Reporter: Syarifah Nur Aida | Editor: Hendra Gunawan
JAKARTA. Meski rilis Bank Indonesia (BI) menyebut rasio utang terhadap Produk Domestik Bruto (PDB) meningkat hingga menyentuh level 30,24%, Ekonom Bank Tabungan Negara Agustinus Prasetantyoko menilai angka tersebut masih dalam batas aman.
"Kalau mengikuti konsensus yang dipakai yakni Uni Eropa, selama belum di atas 60%, masih tergolong aman," ujarnya saat dihubungi KONTAN.
Jika acuan Uni Eropa terlalu ekstrem dan dipotong setengah pun yakni 30%, Agustinus menyebut Utang Luar Negeri (ULN) Indonesia tetap berada di ambang batas wajar. Bahkan kata dia, dibanding negara ASEAN lain, rasio tersebut juga masih tergolong angka yang aman.
Agustinus mengingatkan bahwa kalau isu utang tidak sekadar dilihat dari hasil, namun soal efektivitas terutama di sektor swasta yang berbiaya relatif mahal.
Ada dua hal utama yang meningkatkan rasio utang meningkat. Pertama, karena kebutuhan untuk mengisi jurang di Anggaran Pendapatan Belanja Negara (APBN) meningkat. Kedua, karena faktor depresiasi nilai tukar rupiah.
Jika sebagian besar utang adalah dalam mata uang Dollar Amerika Serikat, maka nilai rupiah yang melemah ikut mempengaruhi. "Memang, rupiah kian menguat, tapi belum signifikan, belum terlalu sustainabel," paparnya.
Di sektor swasta, pada 2012 porsi utang sebesar US$ 126,25 miliar atau 50% dari total utang, meningkat di 2013 menjadi US$ 140,51 miliar atau 53,21% dari total utang.
Agustinus menilai, aman tidaknya sektor ini tergantung dari faktor apakah swasta yang dimaksud domestik atau luar negeri. "Kalau domestik lebih aman karena tidak ada risiko kurs," kata Agustinus.
Selain itu, kenaikan juga amat bergantung pada pasar keuangan. Saat ini, situasinya dinilai masih relatif konvensional, belum ada hedging.
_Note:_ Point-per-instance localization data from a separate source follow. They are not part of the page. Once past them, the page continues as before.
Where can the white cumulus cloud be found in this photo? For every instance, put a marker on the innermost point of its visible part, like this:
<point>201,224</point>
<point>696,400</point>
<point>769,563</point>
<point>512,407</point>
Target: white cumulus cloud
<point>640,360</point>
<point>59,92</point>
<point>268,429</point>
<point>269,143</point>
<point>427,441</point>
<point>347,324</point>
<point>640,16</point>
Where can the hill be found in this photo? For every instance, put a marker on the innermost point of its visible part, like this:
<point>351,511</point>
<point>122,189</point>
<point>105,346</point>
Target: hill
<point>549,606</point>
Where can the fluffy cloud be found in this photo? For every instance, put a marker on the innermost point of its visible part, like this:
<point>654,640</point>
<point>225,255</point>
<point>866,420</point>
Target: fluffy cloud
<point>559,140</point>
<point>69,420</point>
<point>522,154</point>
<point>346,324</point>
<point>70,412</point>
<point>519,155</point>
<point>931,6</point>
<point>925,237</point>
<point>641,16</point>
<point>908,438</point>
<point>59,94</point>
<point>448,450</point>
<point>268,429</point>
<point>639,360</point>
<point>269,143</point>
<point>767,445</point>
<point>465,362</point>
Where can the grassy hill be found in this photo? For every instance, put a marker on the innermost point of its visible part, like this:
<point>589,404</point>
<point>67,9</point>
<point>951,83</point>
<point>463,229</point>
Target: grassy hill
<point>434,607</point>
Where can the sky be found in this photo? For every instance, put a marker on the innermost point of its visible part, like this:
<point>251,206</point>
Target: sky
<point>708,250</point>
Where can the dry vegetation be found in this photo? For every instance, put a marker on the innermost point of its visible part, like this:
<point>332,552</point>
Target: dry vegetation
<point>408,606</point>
Sementara itu, implikasi ke meningkatnya debt service ratio (DSR) disebabkan sebagian besar dari penerimaan ekspor dipakai untuk membayar utang. Dus, hasil ekspor yang bisa digunakan untuk pembangunan menjadi semakin kecil. "Ini menyebabkan profil risiko meningkat. Tentu saja suku bunga naik sehingga biaya untuk mendapatkan dana semakin meningkat," tambahnya.
Senada dengan Agustinus, Ekonom Bank Central Asia David Sumual mengutrakan bahwa rasio ULN masih terhitung aman. "Jika diukur dalam Dollar AS, masih cukup aman, tidak ada masalah," tukasnya. Meski masih aman, David menilai Indonesia tetap harus berhati-hati agar rasio ULN tak semakin membubung.